A
mão vermelha de Dois Amanhãs sobre o peito negro de Meio da Noite
era um pouco de fogo aberto num lugar onde tudo parecia haver ardido.
Os seus corpos tinham algo de profundo desencontro e ávido
entendimento. Assemelhavam-se na distância. Como dois tempos
distintos de uma mesma coisa. Haviam convivido por cumplicidade e
afeiçoavam à lentidão, tinham nenhuma pressa, certamente incautos.
A mão vermelha de Dois Amanhãs afagava aquele peito agora aflito,
que entoava:
se
o sagrado Honra precisar de navegar, eu precisarei de navegar.
A
feminina pedia que não partisse. Caçar o inimigo depois do primeiro
mar, na maior ilha distante, era memória de muito poucos abaetés, a
ancestralidade ensinava a pertura das aldeias, ensinava o equilíbrio
daquelas caças e pescas, sabiam de muito cultivo, faziam uma vida
grande no lugar tão perfeito que habitavam. Domesticadas as
sementes, tão simples dádiva abundante, as lonjuras eram sempre
mais arrogantes. As ilhas dos três mares bastavam. Agigantavam ainda
mais por dentro. Por dentro de cada um. E só quem não sabia a paz
ponderava a ideia triste de partir. Ela assim insistia mas o negro
tomava sua mão de fogo, beijava com suavidade e repetia:
se
o sagrado Honra navegar, eu navego.
O
feio negro, peremptório, era já um pouco longe.
Dois
Amanhãs correu a Pai Todo e logo se melhorou nas palavras para
merecer sua atenção, a pedir que intuísse um impedimento para que
os feios partissem. Ela entoava:
sagrado
Pai Todo, nosso santo, Honra decide navegar. Faz com que fique. Temo
que afunde, que seja mordido por peixes com bocas de dois jacarés,
dez jacarés ou vinte, vai ser caçado por todos os cuspes, todos os
ferros, ele estará diante das mil feras brancas que o haverão de
matar até ao último pedaço. Peço-lhe, sagrado Pai Todo, faz com
que fique. Faz o feio ficar.
Eram
ainda as palavras de Dois Amanhãs e já os feios se prostravam
também aos pés do santo. Honra pedia:
santo,
deixa-me ir. Atravesso toda a água que houver para chegar ao inimigo
essencial. Mato e regresso debaixo de nossa alegria. Sagrado Pai
Todo, eu montarei o tremendo animal líquido e não morrerei nem para
ir nem para voltar. Deixa-me ir. Escuta na Voz Coral meu caminho e
aponta minha navegação. Vamos matar esse inimigo que atormenta
minha mãe e me atormenta. Por nossa dignidade. Seremos alegres,
depois. Seremos para sempre alegres.
O
pajé fumou sentado. Sua majestade era matutina, muito começadora,
como se acabasse de chegar do sono ou de uma visão. Estava fresco,
quase frio, os olhos fechando de ainda não frequentarem a luz. Ele
demorava. Os feios e Dois Amanhãs ansiavam agora silentes.
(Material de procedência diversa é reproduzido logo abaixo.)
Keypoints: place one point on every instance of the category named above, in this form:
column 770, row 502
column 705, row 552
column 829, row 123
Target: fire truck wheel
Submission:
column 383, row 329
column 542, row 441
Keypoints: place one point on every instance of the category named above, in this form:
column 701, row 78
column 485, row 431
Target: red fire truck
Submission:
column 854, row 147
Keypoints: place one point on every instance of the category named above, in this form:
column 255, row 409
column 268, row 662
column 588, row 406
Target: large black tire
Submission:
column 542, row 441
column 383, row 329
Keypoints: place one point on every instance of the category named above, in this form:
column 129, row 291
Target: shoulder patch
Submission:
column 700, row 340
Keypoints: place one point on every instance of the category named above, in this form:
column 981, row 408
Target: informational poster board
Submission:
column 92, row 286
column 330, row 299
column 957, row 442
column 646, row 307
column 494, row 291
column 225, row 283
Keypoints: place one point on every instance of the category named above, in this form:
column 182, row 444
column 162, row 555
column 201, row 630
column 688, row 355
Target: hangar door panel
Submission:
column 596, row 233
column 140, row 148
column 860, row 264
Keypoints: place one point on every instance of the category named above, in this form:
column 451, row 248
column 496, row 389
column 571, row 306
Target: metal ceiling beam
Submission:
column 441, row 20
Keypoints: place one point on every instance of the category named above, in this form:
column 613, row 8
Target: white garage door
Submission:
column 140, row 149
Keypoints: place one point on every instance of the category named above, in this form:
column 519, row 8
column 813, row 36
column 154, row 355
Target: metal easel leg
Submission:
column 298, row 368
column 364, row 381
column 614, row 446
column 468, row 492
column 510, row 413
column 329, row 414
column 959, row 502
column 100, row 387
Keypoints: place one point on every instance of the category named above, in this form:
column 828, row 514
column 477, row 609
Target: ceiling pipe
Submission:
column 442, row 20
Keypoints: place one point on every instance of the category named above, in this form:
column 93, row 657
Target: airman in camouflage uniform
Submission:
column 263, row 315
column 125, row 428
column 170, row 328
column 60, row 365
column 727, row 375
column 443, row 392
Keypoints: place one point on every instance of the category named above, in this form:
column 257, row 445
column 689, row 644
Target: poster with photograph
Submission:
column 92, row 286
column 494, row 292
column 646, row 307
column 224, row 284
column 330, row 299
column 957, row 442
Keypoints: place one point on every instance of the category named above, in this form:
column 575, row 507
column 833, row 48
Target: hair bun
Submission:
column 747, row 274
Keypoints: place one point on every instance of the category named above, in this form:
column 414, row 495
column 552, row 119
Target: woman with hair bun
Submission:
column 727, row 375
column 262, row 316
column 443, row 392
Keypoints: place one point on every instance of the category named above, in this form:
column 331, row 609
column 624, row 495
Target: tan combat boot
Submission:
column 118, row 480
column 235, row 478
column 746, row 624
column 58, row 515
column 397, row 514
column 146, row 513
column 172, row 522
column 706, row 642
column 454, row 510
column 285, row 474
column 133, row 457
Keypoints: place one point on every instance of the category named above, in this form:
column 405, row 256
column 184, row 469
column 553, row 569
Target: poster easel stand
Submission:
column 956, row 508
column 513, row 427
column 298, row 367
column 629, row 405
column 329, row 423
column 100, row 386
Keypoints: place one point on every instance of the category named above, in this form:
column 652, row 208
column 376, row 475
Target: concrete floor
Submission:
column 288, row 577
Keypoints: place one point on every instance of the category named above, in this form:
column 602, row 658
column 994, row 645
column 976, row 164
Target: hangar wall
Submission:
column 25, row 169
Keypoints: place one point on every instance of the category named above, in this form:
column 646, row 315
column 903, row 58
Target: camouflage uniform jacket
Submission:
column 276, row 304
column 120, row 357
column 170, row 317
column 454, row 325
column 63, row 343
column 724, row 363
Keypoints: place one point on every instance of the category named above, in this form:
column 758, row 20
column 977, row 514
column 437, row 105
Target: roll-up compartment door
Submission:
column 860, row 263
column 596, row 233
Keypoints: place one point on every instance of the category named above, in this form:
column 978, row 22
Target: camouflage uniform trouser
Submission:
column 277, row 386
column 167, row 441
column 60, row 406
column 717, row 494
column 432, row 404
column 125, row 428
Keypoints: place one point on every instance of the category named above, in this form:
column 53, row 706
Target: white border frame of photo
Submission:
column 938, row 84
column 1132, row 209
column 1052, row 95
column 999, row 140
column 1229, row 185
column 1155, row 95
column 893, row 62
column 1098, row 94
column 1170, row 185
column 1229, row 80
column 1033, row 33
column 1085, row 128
Mais
demorasse seria certa a Voz Coral em seu ouvido e a prudência
haveria de gerar em suas respostas.
Quando
o santo suspirou, Honra, Meio da Noite e Dois Amanhãs abateram
novamente aos seus pés e escutaram:
a
guerra abaeté é uma defesa, não é um ataque. Terás de decidir
se, guerreando para atacar, haverá condição de regresso e se
saberás ainda maturar para a nossa alegria. Não há caminho senão
esse, o da alegria.
Honra
insistiu:
mas
se o inimigo abeira. Está nas ilhas. Sua proximidade é ameaça,
requer defesa.
Então,
o santo respondeu:
tu
inteiro és a máscara do branco. Um abaeté mascarado. E abeiras o
animal inimigo nesse perfeito disfarce. Sabes sua língua. Poderás
passar apenas para observar, ver de perto como sobrevive e para que
sobrevive. Eu esperava de ti esta partida, mas nossa necessidade é
com outro medo que não a raiva da vingança. Nossa cultura é sob a
ameaça de uma palavra abissal. Uma ideia que preda o modo como
vivemos, o nosso tempo concreto, sem mentira.
O
feio perguntou:
o
que preda. Que ideia é essa.
O
santo respondeu:
uma
mentira sobre o tempo que nos impede de viver quando somos e nos adia
para quando jamais haveremos de ser. Chama-se futuro. É uma ideia
para onde tudo cai, os que soam, os bichos, as matas, os mares, o
mundo inteiro, até a morte e a encantaria. O futuro é a ideia
branca que abre por sobre todas as palavras para as adoecer, e por
sob todos os pés e todas as raízes, obrigando à pronúncia apenas
depois, num depois que, por definição, não acontece.
Honra
entoou:
não
sinto.
O
santo entoou:
és
despreparado para a tarefa de abeirar o branco. Se partires, talvez
não saibas como voltar. Ficarás à deriva nesse inimigo vocabular
que te levará da lucidez abaeté. Estarás fora da lucidez abaeté.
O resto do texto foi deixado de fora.